Eine Tastkopf-Verbindung zu einem Hochgeschwindigkeitsbus erfordert meist einen speziellen Adapter mit kontrollierter Impedanz in Form von Koaxial-Steckverbindern wie SMP oder den 2,92-mm-K-Steckern. Der Anschluss des Oszilloskops an den Testadapter kann dann über Koaxialkabel mit den entsprechenden Steckern erfolgen. Allerdings zeigen Koaxialkabel unterschiedliche Verluste bei verschiedenen Frequenzen (Bild 2). Diese frequenzabhängige Kabeldämpfung muss bei Amplitudenmessungen mit dem Oszilloskop unbedingt berücksichtigt werden.
Außerdem sind selbst zwei „gleiche“ Koaxialkabel hinsichtlich der Länge nie identisch und verursachen deswegen unterschiedliche Laufzeiten. Solche Laufzeitunterschiede, auch wenn diese nur wenige ps betragen, zeigen sich als „Skew“ (Zeitversatz) zwischen den differenziellen Signalpaaren - dies verschlechtert natürlich das Messergebnis. Letztlich müsste also der „Timing Skew“ zwischen den Kabeln genau gemessen werden und - für eine präzise differenzielle Messung - in einen entsprechenden Abgleich einfließen. Bei den genannten neuen 30-GHz-Tastköpfen mit Koaxial-Eingangsstecker werden keine separaten (zusätzlichen) Koaxialkabel benötigt, so dass diese Skew-Problematik nicht aufttritt. Stattdessen wird das Amplituden- und Zeitverhalten im Hinblick auf den Pegel (±1 dB) und den Skew (±2 ps) an der Tastkopfspitze kalibriert.

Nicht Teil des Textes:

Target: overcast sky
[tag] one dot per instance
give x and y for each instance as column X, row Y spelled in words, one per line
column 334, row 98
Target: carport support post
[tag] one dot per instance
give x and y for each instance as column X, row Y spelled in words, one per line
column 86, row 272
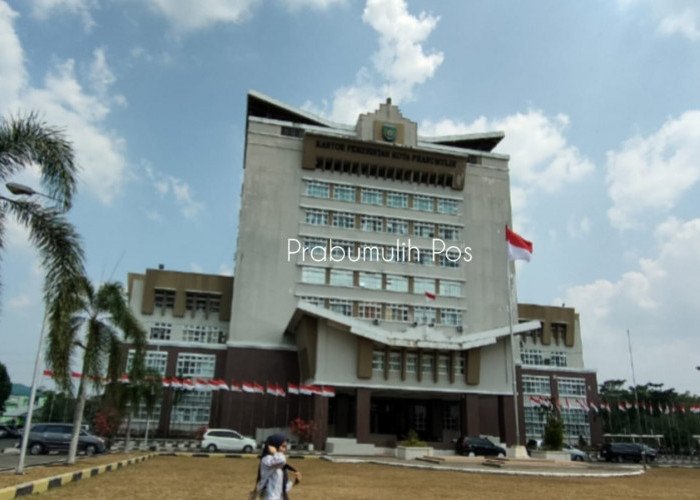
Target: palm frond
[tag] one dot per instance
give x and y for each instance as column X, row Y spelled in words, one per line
column 25, row 140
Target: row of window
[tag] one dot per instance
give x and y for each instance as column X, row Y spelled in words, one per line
column 379, row 281
column 378, row 224
column 319, row 249
column 370, row 196
column 391, row 312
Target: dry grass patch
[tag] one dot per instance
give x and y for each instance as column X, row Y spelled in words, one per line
column 184, row 478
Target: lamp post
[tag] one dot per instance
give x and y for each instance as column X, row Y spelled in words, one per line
column 22, row 190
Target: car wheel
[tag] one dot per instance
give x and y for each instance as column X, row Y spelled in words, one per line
column 36, row 449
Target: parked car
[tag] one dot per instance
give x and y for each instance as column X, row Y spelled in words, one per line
column 7, row 431
column 575, row 453
column 226, row 440
column 631, row 452
column 473, row 446
column 44, row 438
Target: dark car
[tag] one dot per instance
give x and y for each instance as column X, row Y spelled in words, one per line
column 473, row 446
column 7, row 431
column 44, row 438
column 630, row 452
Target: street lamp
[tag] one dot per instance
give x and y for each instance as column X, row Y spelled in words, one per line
column 21, row 189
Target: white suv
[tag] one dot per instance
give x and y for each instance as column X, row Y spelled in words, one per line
column 226, row 440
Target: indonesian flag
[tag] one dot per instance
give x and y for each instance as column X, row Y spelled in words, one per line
column 518, row 247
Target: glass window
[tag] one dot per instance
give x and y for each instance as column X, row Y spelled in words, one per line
column 371, row 223
column 397, row 200
column 450, row 288
column 373, row 281
column 449, row 207
column 344, row 193
column 396, row 226
column 422, row 285
column 316, row 217
column 371, row 196
column 313, row 275
column 424, row 203
column 341, row 277
column 396, row 283
column 424, row 229
column 344, row 220
column 318, row 189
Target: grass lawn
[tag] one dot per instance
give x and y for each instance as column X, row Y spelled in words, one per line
column 175, row 478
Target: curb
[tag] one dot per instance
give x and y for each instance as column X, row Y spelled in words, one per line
column 49, row 483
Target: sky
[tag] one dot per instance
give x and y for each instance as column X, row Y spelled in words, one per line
column 599, row 102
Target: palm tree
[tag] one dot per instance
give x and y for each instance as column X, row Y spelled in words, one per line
column 97, row 321
column 26, row 141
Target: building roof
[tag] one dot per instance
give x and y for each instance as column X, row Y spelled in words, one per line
column 417, row 337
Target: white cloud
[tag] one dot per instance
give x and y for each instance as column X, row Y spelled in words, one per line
column 657, row 302
column 166, row 186
column 541, row 158
column 187, row 15
column 652, row 173
column 44, row 9
column 400, row 64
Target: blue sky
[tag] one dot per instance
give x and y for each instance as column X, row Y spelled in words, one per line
column 599, row 102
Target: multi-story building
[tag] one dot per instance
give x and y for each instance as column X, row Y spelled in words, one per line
column 552, row 373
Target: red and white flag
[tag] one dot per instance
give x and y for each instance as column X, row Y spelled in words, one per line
column 518, row 247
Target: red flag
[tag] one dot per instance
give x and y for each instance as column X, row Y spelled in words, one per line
column 518, row 247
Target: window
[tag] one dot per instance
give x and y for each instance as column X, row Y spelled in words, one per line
column 533, row 384
column 424, row 315
column 451, row 317
column 448, row 232
column 164, row 299
column 450, row 288
column 397, row 200
column 369, row 310
column 396, row 226
column 424, row 229
column 396, row 283
column 316, row 217
column 192, row 365
column 394, row 361
column 378, row 360
column 449, row 207
column 318, row 189
column 344, row 193
column 342, row 249
column 344, row 220
column 341, row 277
column 411, row 362
column 424, row 203
column 161, row 331
column 371, row 223
column 372, row 281
column 397, row 312
column 422, row 285
column 339, row 306
column 532, row 357
column 371, row 196
column 313, row 275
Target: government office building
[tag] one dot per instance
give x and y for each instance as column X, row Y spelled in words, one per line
column 371, row 260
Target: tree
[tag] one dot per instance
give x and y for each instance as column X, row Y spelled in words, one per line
column 5, row 387
column 96, row 322
column 26, row 141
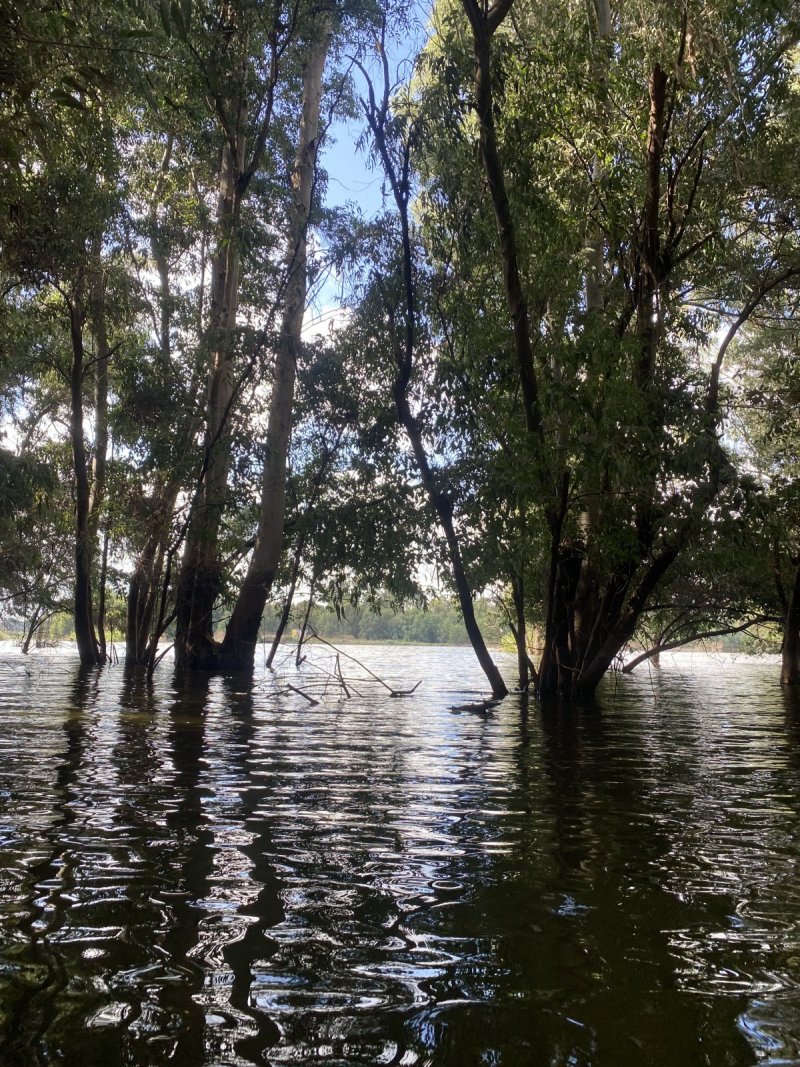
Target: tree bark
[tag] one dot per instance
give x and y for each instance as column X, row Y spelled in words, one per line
column 201, row 574
column 84, row 630
column 99, row 457
column 483, row 25
column 241, row 636
column 790, row 651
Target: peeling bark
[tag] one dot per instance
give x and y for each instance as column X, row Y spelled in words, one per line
column 241, row 636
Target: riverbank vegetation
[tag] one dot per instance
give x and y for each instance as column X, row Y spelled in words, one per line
column 565, row 369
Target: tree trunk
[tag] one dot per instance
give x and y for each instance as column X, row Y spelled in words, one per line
column 483, row 26
column 144, row 588
column 790, row 652
column 521, row 633
column 238, row 649
column 84, row 631
column 201, row 577
column 99, row 458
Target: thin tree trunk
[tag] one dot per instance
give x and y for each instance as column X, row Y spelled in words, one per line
column 99, row 458
column 403, row 351
column 201, row 577
column 84, row 631
column 238, row 650
column 483, row 24
column 790, row 652
column 521, row 633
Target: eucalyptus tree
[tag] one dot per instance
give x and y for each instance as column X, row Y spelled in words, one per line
column 62, row 191
column 396, row 286
column 653, row 127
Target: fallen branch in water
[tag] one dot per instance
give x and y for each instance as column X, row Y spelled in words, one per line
column 305, row 696
column 392, row 691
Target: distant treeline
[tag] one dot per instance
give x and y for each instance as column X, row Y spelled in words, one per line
column 440, row 623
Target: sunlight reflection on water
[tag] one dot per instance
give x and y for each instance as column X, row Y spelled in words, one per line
column 218, row 874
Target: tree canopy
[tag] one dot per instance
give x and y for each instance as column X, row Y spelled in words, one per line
column 565, row 368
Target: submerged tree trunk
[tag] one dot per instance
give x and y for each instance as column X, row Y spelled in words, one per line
column 403, row 352
column 790, row 651
column 99, row 457
column 241, row 636
column 201, row 574
column 84, row 631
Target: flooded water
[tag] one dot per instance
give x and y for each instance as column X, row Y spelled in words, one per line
column 225, row 875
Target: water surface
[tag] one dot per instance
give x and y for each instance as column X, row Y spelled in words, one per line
column 226, row 874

Um die Messungen weiter zu optimieren, kann das an der Tastkopfspitze erfasste Signal auf der Basis von S-Parameter-Modellen des Tastkopfs und des Oszilloskops, welche in den Geräten gespeichert sind, korrigiert werden. Mit diesen S-Parametern lässt sich dann der Frequenzgang für das gesamte Messsystem einschließlich der Verluste oder der Verstärkung des Tastkopfs korrigieren. Durch einen direkten Anschluss des Testadapters an den Tastkopf lässt sich die Entfernung zwischen dem Signalausgang und dem Eingang des Messsystems zusätzlich verkürzen und so die Qualität der Messung verbessern.
Werden die beiden Eingänge normalerweise für differenzielle Messungen genutzt, dann muss bei unsymmetrischen Messungen der ungenutzte Eingang mit 50 Ω korrekt abgeschlossen werden. Die Messung einer Gleichtaktspannung ist ebenfalls etwas komplizierter, da beide Seiten des differenziellen Paares (A und B) gemessen und dann die Messwerte in die folgende Gleichung eingefügt werden müssen:
Gleichtaktspannung = (Spannung A + Spannung B) / 2 - Referenzspannung (Referenzspannung ist üblicherweise 0 V oder Massepotenzial)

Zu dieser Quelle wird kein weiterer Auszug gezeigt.